No-one needs the need to want this chorus line of swords and halberds – but a King’s knight, oh what a thing to be.

One afternoon, after hours of this talk, we broke into the castle – took a smash through a window that led to a larder, then to a kitchen, a hall and up to a chamber, calmed and warm.

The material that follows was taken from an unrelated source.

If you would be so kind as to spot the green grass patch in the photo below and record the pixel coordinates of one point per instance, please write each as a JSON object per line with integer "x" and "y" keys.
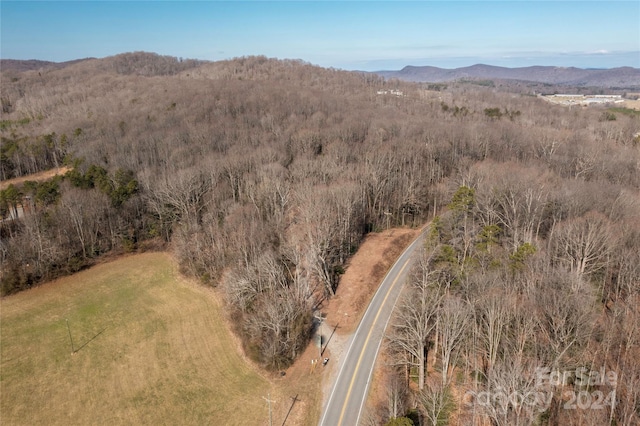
{"x": 148, "y": 348}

How we guessed where we were going I’ll leave others to know – but like some Fagin we entered the Queen’s bedchamber, we sat on her bed, rifled her magazines, kicked a shoe across the floor – unhung a jacket from the wardrobe door and stepped inside.

We hid.

A hour passed and in she came, talking to someone who never replied – Lathy shooshed me though I was silent.

“Boring!
What was the point
of that day out from dull boredom
to tedious jousting
to armoured joint?


“I saw
the battle, yes,
and they watched the damned audience
not damned me – why have knights
who slight their queen?


“Waiting
for excitement…
Maybe I’ve seen too many too.
I want excitement now,
give me plenty.


“Bored, bored…
bored bloody bored
what a day that was, sitting dull…
did you laugh much? see much?
no, me neither.


“Live much?
No. Me neither…
… but still, it’s always a day out.
Still a time to be seen
and lay about…”

Quiet for a minute – a pacing and a swish, a curtain flung over, a clap of shoes kicked off on the wooden boards.

“Newness!
Some newer knights.
I’ll speak to the King who’ll sort it…
Some new blood spilt for me,
laid out for me…


“The boy
in green armour?
I saw him – an odd face on him.
More a midget, I think,
than a young boy.”

I smiled, nudged Lathy and whispered:

“Perhaps
you might prefer
the simpler life of a boy-knight
more likely to get fame
through youth than height.”

He pinched me back, feeling him look in the dark – she trod across the room, always talking to her silent partner.

“Some cry
to be noticed
with their shouting or hollering
or that quiet business
with depression.


“Raining
days annoy me –
real tears to be noticed by me –
I never give in though:
tears are for kings."

Uh-huhs and Yeahs and Yeses came from her, I listened closely to her words that were no words and never came, ‘til she finally shouted:

“But oh!
remember him
of the fifteen fingers – monster
of a man, with three arms
and one lone leg.


“He walked
away on arm
and leg one day and never thought
to return prettily,
enjoyably.


“Some fear
kept him distant.
There were those others, similar
in novelty and glee –
but they vanished.


“Good ones,
entertainers,
all leave the Castle and vanish,
leaving us quite bored
with dull knights left.”

She spoke of the flash-in-the-pans who jumped from the pans and out into the world of clouds and blockages:

- Sir Guy the Cliché;
- Sir Gowther the Devil;
- Sirs Teefer and Fiefer, the Lesbian Knights;
- Sir Dagonet, jester, the Comedy Knight (and said with no ‘t’, the frenchified way);
- Sir Matzerath, the Dwarfish Knight, the first named such, Germanically haphazardly, the Zwergen Ritter (– sorry, Lathy, it’s true);
- Sir Quixana, the Stay-At-Home-All-Day-and-Knight, the good Don Quixana with his second-hand books in Español;
- Sir Agiluf the Empty Knight;
- Sir Marie the Girl Knight, bless, she was a darling at Lancelot’s beck and call;
- Sir Sad, Sir Bad, Sir Humourous-to-Know – the triple act dance act, poets on persuasion;
- et cetera;
- et cetera.

All vanished, all gone, all jokes she never conceded nor laughed at – just a memory of entertainment – pure, sheer, clear and glassed enjoyment.

“Granted,
we laughed at them.
But they led out the field to take
the laughter on themselves,
as their namesakes.”

It went quiet and she whispered goodbye – I felt the sadness in the parting and Lathy’s face creaked some in the dark – he similarly whispered goodbye.

Her feet clumped to shoes, she dressed and she left – the door echoing - we waited cramped – I had told him to leave his armour behind but no knight could et cetera.

An hour passed, we sat cuckoo nested before moving – we sneaked down stairs, we took a wrong turn – Lathy’s ears began to burn as we entered the Knight’s common room.